Once the console is out, or moved back far enough to give you room, guess what, you still don't have enough room because of the shifter. Oh well, force the dash back and hope nothing breaks.

The article says that if you don't have enough play in the wiring next to the passenger kick panel, you can unplug the connectors and get room, but it's unneccessary because there is a ton of wiring in there that is just tucked away. Untuck it and don't unplug anything. It will be enough.
When the dash is out far enough, there will be a white corregated tube that must be unplugged/unclipped from the heater/ac unit before the dash will come out as far as it can.

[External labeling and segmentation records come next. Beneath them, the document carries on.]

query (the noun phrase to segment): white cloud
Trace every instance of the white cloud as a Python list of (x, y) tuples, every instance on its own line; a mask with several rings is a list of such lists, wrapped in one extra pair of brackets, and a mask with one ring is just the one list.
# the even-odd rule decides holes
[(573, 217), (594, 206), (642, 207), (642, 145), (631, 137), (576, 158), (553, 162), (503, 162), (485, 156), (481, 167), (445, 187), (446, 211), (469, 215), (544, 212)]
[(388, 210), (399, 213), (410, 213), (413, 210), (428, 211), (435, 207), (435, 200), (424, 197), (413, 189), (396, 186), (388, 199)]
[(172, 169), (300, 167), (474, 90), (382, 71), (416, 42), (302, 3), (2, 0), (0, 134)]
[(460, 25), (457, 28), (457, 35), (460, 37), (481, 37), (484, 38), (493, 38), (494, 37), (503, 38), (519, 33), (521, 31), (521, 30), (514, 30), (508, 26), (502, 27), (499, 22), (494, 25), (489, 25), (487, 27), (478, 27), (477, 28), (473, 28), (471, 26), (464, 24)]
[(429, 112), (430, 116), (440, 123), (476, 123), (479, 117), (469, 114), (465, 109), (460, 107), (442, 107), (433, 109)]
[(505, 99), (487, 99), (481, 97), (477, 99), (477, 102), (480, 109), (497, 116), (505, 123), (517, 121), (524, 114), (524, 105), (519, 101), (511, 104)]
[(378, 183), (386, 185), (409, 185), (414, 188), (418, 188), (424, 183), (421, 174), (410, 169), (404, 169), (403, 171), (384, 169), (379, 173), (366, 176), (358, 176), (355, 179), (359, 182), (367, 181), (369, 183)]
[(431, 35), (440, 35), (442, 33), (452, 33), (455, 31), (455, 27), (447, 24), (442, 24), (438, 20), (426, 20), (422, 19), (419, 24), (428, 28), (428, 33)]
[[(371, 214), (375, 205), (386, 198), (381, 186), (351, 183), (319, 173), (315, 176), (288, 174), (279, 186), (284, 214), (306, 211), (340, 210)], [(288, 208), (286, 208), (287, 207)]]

Now you are ready to work on the core.
The two strap bolts, and the lower bolt next to the tranny tunnel carpet are easy to find and remove. They are all 3 11mm bolts. Also, in the engine bay, there are two giant flat 7/16 in. nuts that have to come out for the core to move an inch. They are on the firewall about 10 inches or so apart right under the heater core and AC line hook ups. (These had me pissed for around 10 minutes because I didn't realize they were there.)
There are 5 bolts that hold the core cover on. 4 at the corners, and 1 more in the middle of the top towards the driver's side. All 5 bolts are 8mm. At first, it is difficult to see exactly what the core box is, and how it is different from everything else since the piece you take off the firewall is huge and contains all the heat and AC stuff. Please realize that you are not simply removing a box that is the size of the heater core from the firewall. The core box is just a small piece on top of the bigger unit.
After the top comes off, the core is exposed and can be taken out. IT IS A GOOD IDEA TO PLUG THE TUBES BEFORE YOU LIFT IT OUT! I didn't have coolant in my floor until I took the core out Sad
I'm at 3 hours on the job at this point.
Then the next bit of the article just kills me. The article says "reassembly is the reverse of removal, and then you're done!". HA! I don't think so.
Putting the dash back in place was the single worst part of the job. Especially doing it by yourself. It won't line up for crap, and you have to try and try to get it to fall into place, all the while not knowing what is behind there and catching on God knows what. When it finally sits where it supposed to, you have to put in the top 3 bolts at the speaker grills and center FIRST. Putting the bottom bolts in first, pulls the dash back out, and you get to wrestle it again. SUCK! Oh yeah, and I hope you remembered to plug that white corregated tubing in before you put the dash back up. Big Grin
Actually, after that part, it's not so bad. The steering column bolts kinda sucked because 3 of them have extra pieces that need to be put on the bolts before the nuts go on. I had some rewiring to do on my Boost gauge and radio. And I had to make some brackets to make some squeaky bits fit better so I did that stuff while I was in there, but all in all, I was in and out in 6 hours counting the extra work. I'd say the core would have been a 5 hour job for me, and I'm no stranger to tools. However, there is no AC stuff in my car, so it made the job easier. So, I have heat again, and the steam is gone.
Please don't think that this post is about bad mouthing the core article. It is not. I realize the article was written as a generalization for tbirds and cougars, and that some things are not exact. I just wrote this to help anyone who searches the topic in the future. Merry Christmas and happy driving!

1988 TC 5spd

BJL Offline
you got it down perfect...

i wanted to add that the two 7/16 nuts on the firewall in the engine bay are under the accumulator and its two nuts. so you take the two nuts off, then move the accumulator out of the way and two more nuts... that is if you have a/c still installed

i guess doing so many heater cores i have gotten used to all the lil bolts being hidden, but you got it down perfect. as i was reading it i could picture every single thing you were talking about. like i was doing it right now, lol

one lil trick on the lower dash center. i remove the system sentry so i can pull the dash out a lil more. i usually tidy up some wires and loose harness covers on the back and rerouted a few wires i had added for the stereo and other electronics.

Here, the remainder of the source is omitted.